Quem não se identifica com pessoas desse tipo emergente é fustigado. Surge, então, o problema de lidar com esses emergentes que se arrogam o direito de: (1) exibir a face demoníaca da sua personalidade; (2) impor essa feição aos outros.          
Este assustador tipo emergente, comum no Brasil contemporâneo, fecha-se nas suas poucas e padronizadas idéias. O intelecto hermético não se deixa penetrar por novas idéias, por alheias razões e por sentimentos do próximo. Amor e compaixão evaporaram-se no calor das paixões como a neblina matinal evapora sob o calor do sol.

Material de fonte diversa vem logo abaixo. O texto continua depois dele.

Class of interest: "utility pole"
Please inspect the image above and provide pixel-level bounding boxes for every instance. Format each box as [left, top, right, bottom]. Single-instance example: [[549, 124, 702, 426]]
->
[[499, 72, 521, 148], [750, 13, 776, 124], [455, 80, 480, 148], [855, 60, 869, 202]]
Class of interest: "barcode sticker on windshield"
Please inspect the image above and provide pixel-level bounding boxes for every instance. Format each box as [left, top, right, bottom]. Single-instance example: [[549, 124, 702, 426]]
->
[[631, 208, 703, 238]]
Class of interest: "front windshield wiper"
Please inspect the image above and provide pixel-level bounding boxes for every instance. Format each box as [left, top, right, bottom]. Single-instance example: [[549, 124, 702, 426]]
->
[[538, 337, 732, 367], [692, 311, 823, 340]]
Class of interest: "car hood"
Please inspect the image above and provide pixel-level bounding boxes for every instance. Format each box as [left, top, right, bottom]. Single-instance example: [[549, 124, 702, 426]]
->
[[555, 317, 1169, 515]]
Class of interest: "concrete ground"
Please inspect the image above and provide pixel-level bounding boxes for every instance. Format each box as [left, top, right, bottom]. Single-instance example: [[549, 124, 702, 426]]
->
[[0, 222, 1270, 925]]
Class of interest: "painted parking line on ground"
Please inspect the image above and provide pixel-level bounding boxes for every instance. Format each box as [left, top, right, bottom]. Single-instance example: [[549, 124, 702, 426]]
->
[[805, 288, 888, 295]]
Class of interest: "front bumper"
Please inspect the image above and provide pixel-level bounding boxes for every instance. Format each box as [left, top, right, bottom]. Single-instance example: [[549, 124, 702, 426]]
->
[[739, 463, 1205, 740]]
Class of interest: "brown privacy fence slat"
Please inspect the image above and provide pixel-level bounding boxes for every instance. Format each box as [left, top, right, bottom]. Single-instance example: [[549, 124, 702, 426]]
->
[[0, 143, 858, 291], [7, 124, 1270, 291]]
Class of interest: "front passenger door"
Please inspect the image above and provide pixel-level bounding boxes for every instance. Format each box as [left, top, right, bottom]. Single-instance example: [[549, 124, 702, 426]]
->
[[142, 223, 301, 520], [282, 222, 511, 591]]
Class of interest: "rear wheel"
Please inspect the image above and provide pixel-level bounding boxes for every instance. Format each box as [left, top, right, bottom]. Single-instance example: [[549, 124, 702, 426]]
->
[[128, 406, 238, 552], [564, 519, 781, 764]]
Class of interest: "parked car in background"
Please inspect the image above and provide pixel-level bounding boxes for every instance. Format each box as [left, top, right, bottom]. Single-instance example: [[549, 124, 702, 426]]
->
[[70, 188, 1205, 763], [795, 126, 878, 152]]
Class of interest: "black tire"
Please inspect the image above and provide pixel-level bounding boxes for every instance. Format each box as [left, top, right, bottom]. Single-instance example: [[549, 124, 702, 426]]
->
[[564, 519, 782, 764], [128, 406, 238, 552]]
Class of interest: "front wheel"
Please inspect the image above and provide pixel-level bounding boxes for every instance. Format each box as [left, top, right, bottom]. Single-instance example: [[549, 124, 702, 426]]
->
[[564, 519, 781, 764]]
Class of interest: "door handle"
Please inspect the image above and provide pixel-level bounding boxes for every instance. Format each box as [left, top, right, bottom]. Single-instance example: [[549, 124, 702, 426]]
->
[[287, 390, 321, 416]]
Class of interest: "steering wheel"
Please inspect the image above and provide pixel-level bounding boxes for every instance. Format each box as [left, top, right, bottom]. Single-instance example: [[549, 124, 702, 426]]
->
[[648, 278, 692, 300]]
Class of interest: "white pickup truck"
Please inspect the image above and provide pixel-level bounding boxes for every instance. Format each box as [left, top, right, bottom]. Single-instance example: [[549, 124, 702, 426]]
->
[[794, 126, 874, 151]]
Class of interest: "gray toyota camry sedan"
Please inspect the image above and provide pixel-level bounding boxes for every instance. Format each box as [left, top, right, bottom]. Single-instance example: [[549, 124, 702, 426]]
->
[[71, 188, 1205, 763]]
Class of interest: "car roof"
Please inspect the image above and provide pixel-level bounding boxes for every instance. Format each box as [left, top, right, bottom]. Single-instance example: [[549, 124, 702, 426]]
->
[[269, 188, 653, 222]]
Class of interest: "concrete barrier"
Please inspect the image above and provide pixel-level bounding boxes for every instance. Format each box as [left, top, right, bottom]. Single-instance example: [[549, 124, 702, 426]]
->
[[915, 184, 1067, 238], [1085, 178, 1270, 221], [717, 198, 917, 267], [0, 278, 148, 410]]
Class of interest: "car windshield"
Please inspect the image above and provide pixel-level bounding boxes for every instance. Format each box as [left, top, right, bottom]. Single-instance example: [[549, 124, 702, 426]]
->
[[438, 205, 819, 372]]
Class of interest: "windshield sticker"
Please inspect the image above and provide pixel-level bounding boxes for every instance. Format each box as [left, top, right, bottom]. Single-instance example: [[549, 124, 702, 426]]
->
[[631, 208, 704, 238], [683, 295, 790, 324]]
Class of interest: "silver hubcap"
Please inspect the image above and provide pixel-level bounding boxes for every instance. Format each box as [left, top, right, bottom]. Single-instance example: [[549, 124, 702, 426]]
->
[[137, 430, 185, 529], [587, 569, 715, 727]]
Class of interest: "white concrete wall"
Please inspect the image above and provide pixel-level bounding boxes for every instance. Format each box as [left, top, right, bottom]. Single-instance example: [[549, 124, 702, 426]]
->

A outra parcela da população procura as igrejas, os templos de adoração mística, os santuários da natureza, as entidades solidárias, as bibliotecas, os museus, as exposições de arte, os institutos de pesquisa, ciência e tecnologia, os caminhos do bem e da fraternidade.
Ainda restam pessoas na busca pacífica da compreensão de si mesmas e do mundo em que vivem. Embora cônscias de pertencer à minoria, elas estudam, oram, meditam e agem na firme convicção da existência de uma superior dimensão metafísica diante da qual a história da humanidade é um breve momento da evolução cósmica.